Karl Lagerfeld stood behind the bar at Brasserie Gabrielle taking questions after the Chanel show. Easy to identify, with his powdered white ponytail and dressed in his inimitable black and white, he could hardly be mistaken for a mere waiter. More like the uber-chic proprietor of the establishment – which, in a sense he is – both of the Grand Palais, which he transforms on a six-monthly basis, this time into the largest brasserie in Paris, and as the visionary behind Chanel, the world’s most audacious luxury goods brand.
 
He said he came up with the idea six months previously, on the day of his last ready-to-wear collection, when he turned the Grand Palais into a street for a feminist demonstration – ‘These things take ages, a long time to build, huh?’ And, as always, every conceivable detail had been conjured to make you feel as if it were real.

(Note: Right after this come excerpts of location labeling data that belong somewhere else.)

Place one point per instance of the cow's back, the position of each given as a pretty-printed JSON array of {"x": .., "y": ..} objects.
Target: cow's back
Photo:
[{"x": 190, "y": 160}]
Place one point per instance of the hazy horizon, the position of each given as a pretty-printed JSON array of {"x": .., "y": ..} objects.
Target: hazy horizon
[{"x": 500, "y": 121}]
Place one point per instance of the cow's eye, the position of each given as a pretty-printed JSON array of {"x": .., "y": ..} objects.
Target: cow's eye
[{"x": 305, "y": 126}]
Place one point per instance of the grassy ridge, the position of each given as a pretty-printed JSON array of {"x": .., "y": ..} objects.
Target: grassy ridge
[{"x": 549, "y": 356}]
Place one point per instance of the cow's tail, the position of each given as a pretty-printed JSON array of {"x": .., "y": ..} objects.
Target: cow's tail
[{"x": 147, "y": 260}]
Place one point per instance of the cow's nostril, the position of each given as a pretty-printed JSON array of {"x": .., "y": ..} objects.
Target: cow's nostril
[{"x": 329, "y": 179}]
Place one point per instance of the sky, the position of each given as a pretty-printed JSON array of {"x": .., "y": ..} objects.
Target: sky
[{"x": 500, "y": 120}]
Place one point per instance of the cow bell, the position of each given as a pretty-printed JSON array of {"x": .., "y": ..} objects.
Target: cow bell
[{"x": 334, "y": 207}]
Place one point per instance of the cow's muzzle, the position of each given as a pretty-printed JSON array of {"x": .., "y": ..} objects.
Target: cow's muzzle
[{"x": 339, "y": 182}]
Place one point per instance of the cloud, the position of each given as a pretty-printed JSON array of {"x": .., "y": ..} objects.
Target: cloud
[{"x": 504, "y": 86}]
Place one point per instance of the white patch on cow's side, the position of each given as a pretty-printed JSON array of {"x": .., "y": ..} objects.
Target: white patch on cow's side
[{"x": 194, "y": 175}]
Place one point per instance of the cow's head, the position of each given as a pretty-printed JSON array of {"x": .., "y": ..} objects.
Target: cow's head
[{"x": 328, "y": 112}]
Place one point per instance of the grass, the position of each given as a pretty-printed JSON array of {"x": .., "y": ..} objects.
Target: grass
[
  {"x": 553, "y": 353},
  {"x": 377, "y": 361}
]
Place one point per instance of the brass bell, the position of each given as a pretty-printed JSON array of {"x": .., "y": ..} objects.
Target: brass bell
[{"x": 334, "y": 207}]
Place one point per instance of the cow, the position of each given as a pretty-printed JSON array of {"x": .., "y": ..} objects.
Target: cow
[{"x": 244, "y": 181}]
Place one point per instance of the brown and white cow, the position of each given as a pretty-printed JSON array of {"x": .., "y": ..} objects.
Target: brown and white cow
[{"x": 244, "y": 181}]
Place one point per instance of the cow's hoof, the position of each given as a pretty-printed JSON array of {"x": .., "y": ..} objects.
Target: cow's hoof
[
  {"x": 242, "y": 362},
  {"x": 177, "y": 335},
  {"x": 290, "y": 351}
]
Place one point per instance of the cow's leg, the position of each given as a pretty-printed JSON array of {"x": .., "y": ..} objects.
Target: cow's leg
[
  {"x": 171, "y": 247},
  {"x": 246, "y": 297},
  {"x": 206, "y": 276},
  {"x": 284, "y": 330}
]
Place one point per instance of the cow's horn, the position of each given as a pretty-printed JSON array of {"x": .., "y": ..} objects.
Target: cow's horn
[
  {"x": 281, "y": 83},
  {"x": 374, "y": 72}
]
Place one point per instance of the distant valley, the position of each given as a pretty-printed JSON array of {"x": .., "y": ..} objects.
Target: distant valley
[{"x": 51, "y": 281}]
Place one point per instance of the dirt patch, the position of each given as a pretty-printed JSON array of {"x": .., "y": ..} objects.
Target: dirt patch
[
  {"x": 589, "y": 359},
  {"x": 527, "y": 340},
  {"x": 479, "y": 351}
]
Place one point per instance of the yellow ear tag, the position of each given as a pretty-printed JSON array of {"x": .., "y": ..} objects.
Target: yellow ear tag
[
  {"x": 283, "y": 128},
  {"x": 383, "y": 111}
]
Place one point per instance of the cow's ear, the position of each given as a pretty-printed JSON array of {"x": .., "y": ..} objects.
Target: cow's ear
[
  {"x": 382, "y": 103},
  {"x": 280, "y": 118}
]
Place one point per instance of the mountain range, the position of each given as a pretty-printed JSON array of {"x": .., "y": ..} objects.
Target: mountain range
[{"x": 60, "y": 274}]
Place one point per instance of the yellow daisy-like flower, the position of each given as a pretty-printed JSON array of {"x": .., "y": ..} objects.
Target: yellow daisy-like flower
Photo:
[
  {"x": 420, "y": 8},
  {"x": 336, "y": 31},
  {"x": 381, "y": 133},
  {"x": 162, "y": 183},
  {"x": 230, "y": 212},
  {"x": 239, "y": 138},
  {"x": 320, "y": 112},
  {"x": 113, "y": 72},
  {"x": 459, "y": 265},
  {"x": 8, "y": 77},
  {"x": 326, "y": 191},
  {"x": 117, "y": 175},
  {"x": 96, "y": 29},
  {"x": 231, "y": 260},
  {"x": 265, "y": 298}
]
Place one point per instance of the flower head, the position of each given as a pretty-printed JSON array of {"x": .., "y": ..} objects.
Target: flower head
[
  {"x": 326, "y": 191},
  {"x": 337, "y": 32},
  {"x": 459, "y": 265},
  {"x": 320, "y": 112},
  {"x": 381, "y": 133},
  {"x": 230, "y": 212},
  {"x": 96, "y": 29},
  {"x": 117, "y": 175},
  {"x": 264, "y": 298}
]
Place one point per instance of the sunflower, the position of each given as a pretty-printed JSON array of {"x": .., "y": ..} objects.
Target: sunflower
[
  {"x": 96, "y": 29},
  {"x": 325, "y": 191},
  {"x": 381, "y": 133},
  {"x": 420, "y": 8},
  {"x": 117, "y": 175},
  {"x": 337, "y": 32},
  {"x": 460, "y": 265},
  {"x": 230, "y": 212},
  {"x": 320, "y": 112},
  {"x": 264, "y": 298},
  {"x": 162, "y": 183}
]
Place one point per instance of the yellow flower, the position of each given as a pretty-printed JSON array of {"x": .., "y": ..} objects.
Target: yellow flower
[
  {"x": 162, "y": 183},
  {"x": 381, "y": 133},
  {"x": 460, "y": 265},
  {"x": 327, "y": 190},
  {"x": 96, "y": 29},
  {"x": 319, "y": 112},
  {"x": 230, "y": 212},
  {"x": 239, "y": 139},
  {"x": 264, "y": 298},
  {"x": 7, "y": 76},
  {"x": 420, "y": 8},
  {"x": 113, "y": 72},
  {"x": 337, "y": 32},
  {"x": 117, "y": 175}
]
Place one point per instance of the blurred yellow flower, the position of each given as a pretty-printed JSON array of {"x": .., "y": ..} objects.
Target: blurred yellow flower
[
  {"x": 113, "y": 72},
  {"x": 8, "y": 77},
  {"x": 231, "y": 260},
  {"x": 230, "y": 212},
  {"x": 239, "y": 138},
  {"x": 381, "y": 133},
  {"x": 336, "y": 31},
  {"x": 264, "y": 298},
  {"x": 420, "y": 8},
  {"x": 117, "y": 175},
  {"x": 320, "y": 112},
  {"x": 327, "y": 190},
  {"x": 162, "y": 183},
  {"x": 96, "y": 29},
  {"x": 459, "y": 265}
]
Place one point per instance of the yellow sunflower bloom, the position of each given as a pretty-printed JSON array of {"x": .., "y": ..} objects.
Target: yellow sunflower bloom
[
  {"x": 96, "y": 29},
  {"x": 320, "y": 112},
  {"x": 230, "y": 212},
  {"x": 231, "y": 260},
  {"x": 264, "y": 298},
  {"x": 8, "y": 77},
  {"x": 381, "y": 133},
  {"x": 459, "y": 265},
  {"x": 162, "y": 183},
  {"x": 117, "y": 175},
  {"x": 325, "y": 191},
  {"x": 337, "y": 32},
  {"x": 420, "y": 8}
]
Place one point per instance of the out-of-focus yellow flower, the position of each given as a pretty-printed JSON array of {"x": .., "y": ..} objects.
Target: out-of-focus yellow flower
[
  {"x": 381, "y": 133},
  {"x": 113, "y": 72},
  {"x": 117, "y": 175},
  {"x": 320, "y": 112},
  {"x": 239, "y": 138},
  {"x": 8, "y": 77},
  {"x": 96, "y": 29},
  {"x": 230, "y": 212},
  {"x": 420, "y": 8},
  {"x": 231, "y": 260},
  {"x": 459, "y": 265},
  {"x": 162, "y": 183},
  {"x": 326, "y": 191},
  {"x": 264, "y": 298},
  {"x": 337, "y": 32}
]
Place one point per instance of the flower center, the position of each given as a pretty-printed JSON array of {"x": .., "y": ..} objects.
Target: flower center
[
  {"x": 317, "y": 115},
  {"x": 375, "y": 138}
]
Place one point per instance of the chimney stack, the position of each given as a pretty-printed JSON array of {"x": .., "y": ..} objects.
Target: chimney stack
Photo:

From the revolving brasserie doors, through which the models entered, the banquettes and reserved tables where Chanel’s most faithful customers sat, to the large bars operated by real waiters – so authentically Parisian, it was impossible to get any of their attention to order a coffee and croissant before the show began.
 
A state of reality was the entire point, said Mr Lagerfeld: ‘Real clothes for real women. I like to put clothes in a context of where they are supposed to live. For the rest, I have couture, I have Métiers d’Art,’ he explained of the other Chanel lines for which he often conjures more dreamy fantasies. ‘But this is really what I would love to see someone wearing for dinner, lunch or breakfast… But not ladies who lunch, huh? That’s another era,’ dismissed Mr Lagerfeld, declaring he never had time for lunch.


 
The clothes were just as fixed in a state of reality – not that a Chanel-manufactured brasserie populated by the world’s most beautiful women wearing thousands of pounds worth of atelier-crafted clothes could possibly be considered real life for one nanosecond. But the clothes were deeply convincing – no matter the setting – from the beautiful classic tweeds in a zillion coat/suit combinations full of exquisite detail such as sleeves quilted and stitched with miniscule bows, to the mosaic-tiled skirts that wrapped over trousers – ‘a new way to make an evening skirt you can sit down in’ – and the parkas covered in translucent embroideries – ‘because nobody wears evening coats any more, you have to take things that people can identify with and put them on another level, another price and another material and another circumstance,’ declared Mr Lagerfeld.
 
The shoes were just as important, he said, in delivering a kind of classic, believable wearability. They took the form of an easy run-around with a low block heel and were worn by every single model. It was a style that Karl had rediscovered in the house archives and had had remodelled, he said: ‘Everything else, the stiletto, the heavy shoe, it all looked so dated and suddenly I thought this was it.’
 
While last season Karl’s women’s lib demo transmitted a sartorial statement of freedom of expression, was this brasserie collection intended to be more bourgeois, harking back to a time when ladies had time to lunch? Not at all, said he, ‘They are liberated, they are free and they have the money to pay for their own lunch!’